Gotcha Question
Akira Kiyomiya
akira.kiyomiya at autodesk.com
Wed Mar 8 14:46:07 EST 2000
Well, there was a gotcha question from Learning Python form O'Reilly at p64
and it is really a gotcha question since it got me....

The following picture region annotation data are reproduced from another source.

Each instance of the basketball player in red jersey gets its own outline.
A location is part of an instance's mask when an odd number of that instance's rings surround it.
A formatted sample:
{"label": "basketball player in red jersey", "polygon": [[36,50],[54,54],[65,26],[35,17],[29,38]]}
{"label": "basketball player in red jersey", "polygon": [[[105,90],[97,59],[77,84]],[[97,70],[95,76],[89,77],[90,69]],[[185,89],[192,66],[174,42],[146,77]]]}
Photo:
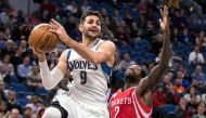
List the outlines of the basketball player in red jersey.
{"label": "basketball player in red jersey", "polygon": [[[139,65],[128,67],[125,74],[125,89],[112,95],[110,101],[111,118],[151,118],[153,89],[167,68],[171,48],[168,8],[160,10],[160,29],[164,34],[160,62],[151,74],[142,79],[143,70]],[[131,88],[132,87],[132,88]],[[129,89],[128,89],[129,88]]]}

Could someone explain why it is in dummy's language? Maybe I am not used
to Python stuff.
1.
>>> L = [1, 2, 3]
>>> M = ['X', 'L', 'Y'] #embed a reference to L
>>> M
['X', [1, 2, 3], 'Y']
>>> L[1] = 0 #changes M too
>>> M
['X', [1, 0, 3], 'Y'] #yeah, I can understand it. Easy.
>>> L = [1, 2, 3]
>>> M = ['X', L[:], 'Y'] #embed a copy of L
>>> L[1] = 0 #only changes L, not M
>>> L
[1, 0, 3]
>>>M
['X', [1, 2, 3], 'Y'] #Why?? I know it only changed L, not M. But
why is it?
2.
>>>L = [4, 5, 6]
>>> X = L * 4
>>>Y = [L] * 4
>>> X
[4, 5, 6, 4, 5, 6, 4, 5, 6, 4, 5, 6] # yeah, it is easy
>>>Y
[[4, 5, 6], [4, 5, 6], [4, 5, 6], [4, 5, 6]] # yeah, it is easy
>>> L[1] = 0; # impacts y but not x
>>> X
[4, 5, 6, 4, 5, 6, 4, 5, 6, 4, 5, 6] # why?
>>>Y
[[4, 0, 6], [4, 0, 6], [4, 0, 6], [4, 0, 6]] # yeah, I understand this.